Data extraction#
import geowombat as gw
from geowombat.data import rgbn
Subsetting rasters#
Either a rasterio.window.Window
object or tuple can be used with geowombat.open()
.
Slice a subset using a rasterio.window.Window.
from rasterio.windows import Window
w = Window(row_off=0, col_off=0, height=100, width=100)

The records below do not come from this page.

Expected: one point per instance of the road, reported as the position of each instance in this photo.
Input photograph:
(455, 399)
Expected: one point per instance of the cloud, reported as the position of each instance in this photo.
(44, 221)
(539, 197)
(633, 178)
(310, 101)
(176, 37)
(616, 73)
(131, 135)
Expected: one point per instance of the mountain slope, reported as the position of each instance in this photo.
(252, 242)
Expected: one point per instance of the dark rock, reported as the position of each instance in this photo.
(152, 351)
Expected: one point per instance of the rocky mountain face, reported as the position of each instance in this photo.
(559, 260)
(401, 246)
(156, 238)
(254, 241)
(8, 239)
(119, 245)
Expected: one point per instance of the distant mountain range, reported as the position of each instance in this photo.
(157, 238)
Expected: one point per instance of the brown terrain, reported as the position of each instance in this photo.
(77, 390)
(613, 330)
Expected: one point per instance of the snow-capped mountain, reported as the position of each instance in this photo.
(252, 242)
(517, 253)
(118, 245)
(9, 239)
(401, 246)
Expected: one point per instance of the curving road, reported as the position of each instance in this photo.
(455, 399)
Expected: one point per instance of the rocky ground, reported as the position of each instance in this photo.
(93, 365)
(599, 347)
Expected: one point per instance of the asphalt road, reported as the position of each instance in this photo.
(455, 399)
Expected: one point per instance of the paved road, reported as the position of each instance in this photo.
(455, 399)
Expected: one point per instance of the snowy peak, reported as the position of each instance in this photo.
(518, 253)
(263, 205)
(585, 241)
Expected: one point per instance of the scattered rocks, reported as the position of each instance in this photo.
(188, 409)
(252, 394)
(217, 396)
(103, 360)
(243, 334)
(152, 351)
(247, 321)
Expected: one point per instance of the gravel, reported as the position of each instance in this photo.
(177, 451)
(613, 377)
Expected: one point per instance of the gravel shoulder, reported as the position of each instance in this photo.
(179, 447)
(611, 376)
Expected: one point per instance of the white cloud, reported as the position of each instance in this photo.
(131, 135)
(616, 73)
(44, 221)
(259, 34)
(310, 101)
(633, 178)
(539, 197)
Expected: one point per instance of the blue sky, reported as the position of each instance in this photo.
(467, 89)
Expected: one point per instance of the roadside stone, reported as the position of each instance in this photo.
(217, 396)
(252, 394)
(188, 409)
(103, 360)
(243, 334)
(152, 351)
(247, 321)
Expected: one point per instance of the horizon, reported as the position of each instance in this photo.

bounds = (793475.76, 2049033.03, 794222.03, 2049527.24)
with gw.open(
rgbn,
band_names=['blue', 'green', 'red'],
num_workers=8,
indexes=[1, 2, 3],
window=w,
out_dtype='float32'
) as src:
print(src)
Slice a subset using a tuple of bounded coordinates.
with gw.open(
rgbn,
band_names=['green', 'red', 'nir'],
num_workers=8,
indexes=[2, 3, 4],
bounds=bounds,
out_dtype='float32'
) as src:
print(src)
The configuration manager provides an alternative method to subset rasters. See Configuration manager for more details.
with gw.config.update(ref_bounds=bounds):
with gw.open(rgbn) as src:
print(src)
By default, the subset will be returned by the upper left coordinates of the bounds, potentially shifting cell alignment with the reference raster. To subset a raster and align it to the same grid, use the ref_tar keyword.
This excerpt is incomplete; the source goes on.